Questionada sobre eventuais casos de divórcio associados a esta questão, Maria Luís Mendes afirma não ter dados concretos, mas acredita “que os números até serão reduzidos” tendo em conta a dimensão do problema, salientando que, em muitos casos, a situação reduz-se apenas à eventual frustração pela falta de uma vida profissional própria.
“A total dependência económica de um membro do casal em relação ao outro não é seguramente um fator saudável nas relações dos tempos de hoje”, frisou.
Nesse sentido, a AFDP foi criada em 1982 com o objetivo de sensibilizar o Ministério dos Negócios Estrangeiros para as dificuldades dos cônjuges e filhos dos diplomatas em resultado da mobilidade inerente à carreira diplomática.

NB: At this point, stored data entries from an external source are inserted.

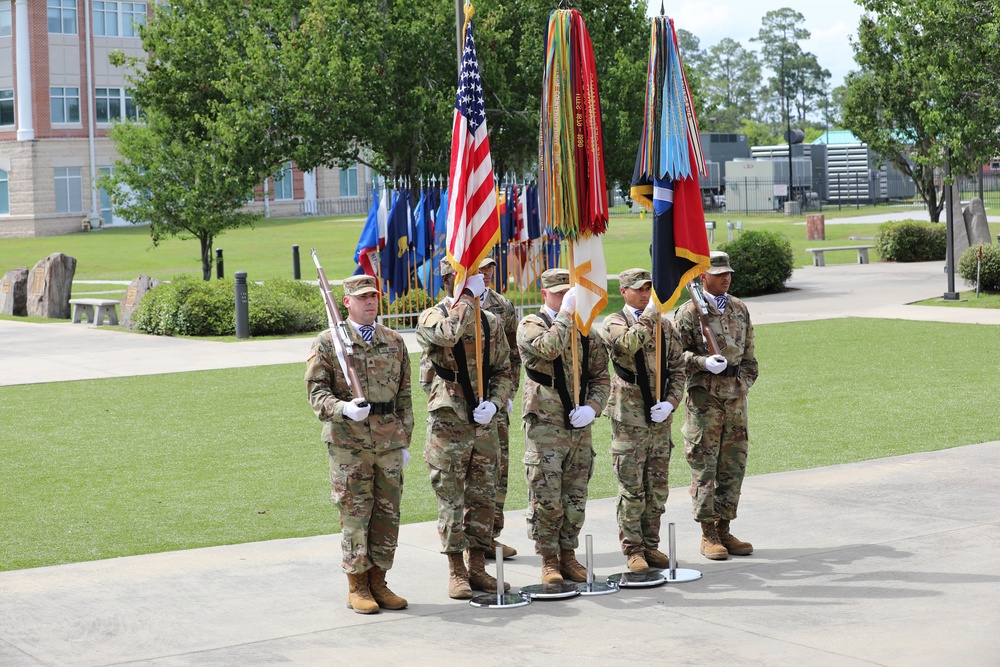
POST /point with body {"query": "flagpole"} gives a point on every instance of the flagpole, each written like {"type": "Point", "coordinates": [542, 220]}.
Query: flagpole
{"type": "Point", "coordinates": [659, 352]}
{"type": "Point", "coordinates": [576, 356]}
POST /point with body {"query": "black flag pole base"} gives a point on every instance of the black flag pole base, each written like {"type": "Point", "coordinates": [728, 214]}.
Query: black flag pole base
{"type": "Point", "coordinates": [500, 599]}
{"type": "Point", "coordinates": [592, 587]}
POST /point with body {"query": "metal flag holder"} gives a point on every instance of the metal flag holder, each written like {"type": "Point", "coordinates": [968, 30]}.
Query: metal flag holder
{"type": "Point", "coordinates": [654, 576]}
{"type": "Point", "coordinates": [500, 599]}
{"type": "Point", "coordinates": [592, 587]}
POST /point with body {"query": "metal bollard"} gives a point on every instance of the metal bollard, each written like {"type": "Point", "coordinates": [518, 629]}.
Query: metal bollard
{"type": "Point", "coordinates": [242, 303]}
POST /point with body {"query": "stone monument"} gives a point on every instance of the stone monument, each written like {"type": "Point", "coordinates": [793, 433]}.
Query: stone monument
{"type": "Point", "coordinates": [14, 292]}
{"type": "Point", "coordinates": [50, 284]}
{"type": "Point", "coordinates": [137, 289]}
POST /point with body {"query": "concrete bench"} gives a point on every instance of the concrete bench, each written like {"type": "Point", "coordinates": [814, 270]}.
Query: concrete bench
{"type": "Point", "coordinates": [818, 253]}
{"type": "Point", "coordinates": [104, 308]}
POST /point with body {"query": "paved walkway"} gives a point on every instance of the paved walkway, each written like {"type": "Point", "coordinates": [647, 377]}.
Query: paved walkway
{"type": "Point", "coordinates": [884, 562]}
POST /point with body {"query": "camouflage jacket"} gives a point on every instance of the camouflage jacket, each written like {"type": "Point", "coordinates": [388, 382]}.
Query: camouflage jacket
{"type": "Point", "coordinates": [624, 336]}
{"type": "Point", "coordinates": [501, 306]}
{"type": "Point", "coordinates": [540, 346]}
{"type": "Point", "coordinates": [384, 370]}
{"type": "Point", "coordinates": [438, 333]}
{"type": "Point", "coordinates": [734, 334]}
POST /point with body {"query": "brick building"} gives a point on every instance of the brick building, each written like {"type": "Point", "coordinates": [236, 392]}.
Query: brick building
{"type": "Point", "coordinates": [58, 97]}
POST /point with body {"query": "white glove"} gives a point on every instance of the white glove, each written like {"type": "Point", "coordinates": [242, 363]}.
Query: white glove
{"type": "Point", "coordinates": [661, 411]}
{"type": "Point", "coordinates": [476, 285]}
{"type": "Point", "coordinates": [716, 363]}
{"type": "Point", "coordinates": [355, 411]}
{"type": "Point", "coordinates": [569, 301]}
{"type": "Point", "coordinates": [582, 416]}
{"type": "Point", "coordinates": [484, 413]}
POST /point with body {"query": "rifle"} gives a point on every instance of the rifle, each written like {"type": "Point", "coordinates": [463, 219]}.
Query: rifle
{"type": "Point", "coordinates": [339, 332]}
{"type": "Point", "coordinates": [702, 309]}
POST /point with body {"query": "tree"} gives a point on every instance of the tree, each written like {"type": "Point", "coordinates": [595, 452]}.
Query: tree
{"type": "Point", "coordinates": [926, 92]}
{"type": "Point", "coordinates": [182, 185]}
{"type": "Point", "coordinates": [731, 86]}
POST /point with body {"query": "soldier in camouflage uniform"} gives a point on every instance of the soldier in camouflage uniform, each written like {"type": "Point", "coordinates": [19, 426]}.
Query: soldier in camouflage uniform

Contudo, apesar de trabalhar há muitos anos para minimizar esses impactos através da apresentação de propostas e da tentativa de sensibilização dos decisores políticos para essas dificuldades, a AFDP lamenta não ter tido êxito na sua missão, sobretudo se a situação for comparada com o que se passa noutros países da União Europeia.
“Noutros países a solução foi a de integrar os cônjuges dos diplomatas nos respetivos regimes de segurança social, garantindo uma reforma mínima para essas pessoas. Até porque os cônjuges dos diplomatas prestam serviços ao Estado na representação externa do país, na gestão das residências do Estado, na promoção e divulgação da cultura, de produtos e, em geral, da imagem dos países que representam”, explicou Maria Luís.
“Alguns países reconhecem estes serviços prestados e, além da proteção social, preveem uma compensação material mínima, mas que reflete esse reconhecimento pelo trabalho desenvolvido pelos cônjuges dos diplomatas na representação do país. Em Portugal, o Estado tem normalmente dois pelo preço de um”, criticou.
Para a embaixatriz, caso as condições não se alterarem, a carreira diplomática portuguesa “será feita de pessoas solteiras”.
Já para Cristina Lopes Ramos, a solução desta problemática “não será complicada”, sugerindo que os partidos políticos que se apresentem às próximas eleições de 30 de janeiro incluam, nos seus programas de Governo, propostas para a resolução das questões das famílias dos diplomatas portugueses.